テレビ局ヘアメイクに求められる力とは?現役のプロが語る“採用ルート”と“必要なスキル”

華やかなテレビ業界の舞台裏で、出演者の魅力を最大限に引き出すヘアメイクは、多くの人が憧れる職業です。
しかし、「テレビ局のヘアメイクになるにはどうしたらいいの?」「特別なコネが必要なの?」と疑問に思う方もいるのではないでしょうか。
この原稿では、CBCテレビで活躍する現役ヘアメイクさん3名へのインタビューをもとに、これまでの歩みや、実際に現場でどんな仕事をしているのかを徹底取材!

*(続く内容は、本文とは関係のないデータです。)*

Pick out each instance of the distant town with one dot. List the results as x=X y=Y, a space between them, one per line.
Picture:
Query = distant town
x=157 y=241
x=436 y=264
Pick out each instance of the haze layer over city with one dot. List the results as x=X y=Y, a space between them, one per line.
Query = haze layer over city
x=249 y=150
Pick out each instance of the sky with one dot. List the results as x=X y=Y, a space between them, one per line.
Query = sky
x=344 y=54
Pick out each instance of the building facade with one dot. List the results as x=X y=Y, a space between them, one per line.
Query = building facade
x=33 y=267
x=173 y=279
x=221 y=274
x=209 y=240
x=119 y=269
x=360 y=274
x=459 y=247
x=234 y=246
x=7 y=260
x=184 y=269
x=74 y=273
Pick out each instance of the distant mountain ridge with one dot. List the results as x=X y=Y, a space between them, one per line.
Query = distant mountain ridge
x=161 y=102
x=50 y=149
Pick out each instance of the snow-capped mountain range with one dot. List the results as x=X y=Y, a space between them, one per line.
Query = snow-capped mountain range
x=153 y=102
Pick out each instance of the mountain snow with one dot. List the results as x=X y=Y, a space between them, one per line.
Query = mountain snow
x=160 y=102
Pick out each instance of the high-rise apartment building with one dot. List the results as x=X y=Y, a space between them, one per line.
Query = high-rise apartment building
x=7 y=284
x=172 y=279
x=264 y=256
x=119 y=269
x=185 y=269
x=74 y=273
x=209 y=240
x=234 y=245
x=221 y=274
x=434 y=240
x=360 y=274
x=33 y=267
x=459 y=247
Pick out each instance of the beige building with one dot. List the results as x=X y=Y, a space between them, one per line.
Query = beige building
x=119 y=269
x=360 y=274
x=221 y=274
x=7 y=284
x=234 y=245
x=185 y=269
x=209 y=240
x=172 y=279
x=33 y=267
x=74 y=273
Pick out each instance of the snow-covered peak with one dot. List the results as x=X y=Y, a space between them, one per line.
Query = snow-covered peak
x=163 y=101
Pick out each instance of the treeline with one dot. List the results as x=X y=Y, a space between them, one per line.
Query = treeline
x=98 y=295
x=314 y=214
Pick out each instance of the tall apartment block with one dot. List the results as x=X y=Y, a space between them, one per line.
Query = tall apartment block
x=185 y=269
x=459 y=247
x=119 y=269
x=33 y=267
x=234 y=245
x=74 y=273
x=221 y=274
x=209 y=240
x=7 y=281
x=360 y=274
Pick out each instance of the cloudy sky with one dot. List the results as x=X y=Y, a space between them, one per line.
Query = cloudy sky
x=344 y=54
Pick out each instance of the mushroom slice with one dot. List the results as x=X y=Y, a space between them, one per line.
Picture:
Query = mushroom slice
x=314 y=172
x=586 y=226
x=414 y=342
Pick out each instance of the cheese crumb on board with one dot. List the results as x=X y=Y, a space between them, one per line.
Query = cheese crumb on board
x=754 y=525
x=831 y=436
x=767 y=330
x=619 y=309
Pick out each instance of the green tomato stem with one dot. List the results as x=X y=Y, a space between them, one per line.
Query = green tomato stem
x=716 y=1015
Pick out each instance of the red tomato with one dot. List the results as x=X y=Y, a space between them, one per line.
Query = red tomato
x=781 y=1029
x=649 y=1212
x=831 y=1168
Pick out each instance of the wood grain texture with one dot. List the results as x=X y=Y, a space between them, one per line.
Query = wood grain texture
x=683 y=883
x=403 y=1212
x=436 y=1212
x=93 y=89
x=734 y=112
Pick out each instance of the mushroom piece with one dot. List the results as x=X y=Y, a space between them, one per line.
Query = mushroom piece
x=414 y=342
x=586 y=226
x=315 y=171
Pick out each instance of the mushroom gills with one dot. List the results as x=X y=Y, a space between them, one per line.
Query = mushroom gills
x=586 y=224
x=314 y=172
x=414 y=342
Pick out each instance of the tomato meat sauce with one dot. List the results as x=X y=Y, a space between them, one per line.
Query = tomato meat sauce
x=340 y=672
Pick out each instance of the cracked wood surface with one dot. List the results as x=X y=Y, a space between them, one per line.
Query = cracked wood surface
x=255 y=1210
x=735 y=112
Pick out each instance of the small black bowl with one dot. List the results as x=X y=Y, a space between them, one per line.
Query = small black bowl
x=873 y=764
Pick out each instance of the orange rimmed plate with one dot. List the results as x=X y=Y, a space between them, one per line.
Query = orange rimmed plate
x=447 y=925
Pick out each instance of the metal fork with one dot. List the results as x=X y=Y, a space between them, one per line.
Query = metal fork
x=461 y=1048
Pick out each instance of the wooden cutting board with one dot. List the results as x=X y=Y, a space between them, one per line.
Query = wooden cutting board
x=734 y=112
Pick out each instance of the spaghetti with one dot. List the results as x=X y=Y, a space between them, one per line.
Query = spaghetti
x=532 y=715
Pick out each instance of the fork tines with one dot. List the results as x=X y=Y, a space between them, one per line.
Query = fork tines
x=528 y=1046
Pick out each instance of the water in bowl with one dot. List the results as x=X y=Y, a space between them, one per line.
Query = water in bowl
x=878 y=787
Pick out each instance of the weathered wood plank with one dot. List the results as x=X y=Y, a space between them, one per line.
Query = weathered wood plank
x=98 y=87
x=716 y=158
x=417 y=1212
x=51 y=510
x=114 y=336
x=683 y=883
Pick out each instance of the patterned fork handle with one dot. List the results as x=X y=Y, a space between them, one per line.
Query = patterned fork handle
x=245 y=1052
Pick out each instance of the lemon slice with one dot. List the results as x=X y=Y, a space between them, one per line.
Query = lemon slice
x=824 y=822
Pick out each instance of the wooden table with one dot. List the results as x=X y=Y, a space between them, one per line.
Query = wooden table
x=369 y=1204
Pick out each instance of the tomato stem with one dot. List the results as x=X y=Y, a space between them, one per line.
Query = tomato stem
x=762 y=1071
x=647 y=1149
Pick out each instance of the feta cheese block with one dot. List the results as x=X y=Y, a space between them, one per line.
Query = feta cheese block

入社に至るまでのリアルなキャリアパスと、メイク室での出演者さんとのエピソードをご紹介します。
【今回インタビューしたメンバーを紹介】
CBCテレビ「ゴゴスマ」「花咲かタイムズ」など、数々の番組やイベントのヘアメイクを手がけているヘアメイク会社「Do8」。今回インタビューしたメンバーは、韓国コスメやプチプラアイテムも使いこなす、感度の高いプロフェッショナルの3名です。
【メンバー紹介】
《E子》CBC歴:約18年
「化粧品屋さんになりたい」という幼少期の夢から憧れのテレビ業界のヘアメイクに。
現在はバラエティや情報番組のほか、地元アイドルのヘアメイクも担当。
《M子》CBC歴:約11年
美術科高校卒業後、進路を転換してヘアメイクの専門学校へ。
色々なテレビ番組のヘアメイクを経てタレントさんからの信頼も厚くご指名を頂くことも。
《N子》CBC歴:約11年
美容師として顧客を抱えながらテレビ業界でも活躍。
大物アーティストの地方コンサートで、ヘアメイクの指名を受けることもある実力派。
テレビ局ヘアメイクへの第一歩!“採用ルート”のリアルとは?

テレビ局のヘアメイクになりたいけど、どうやったらなれるのかわからない…。
そんなふうに思っている方も多いはず。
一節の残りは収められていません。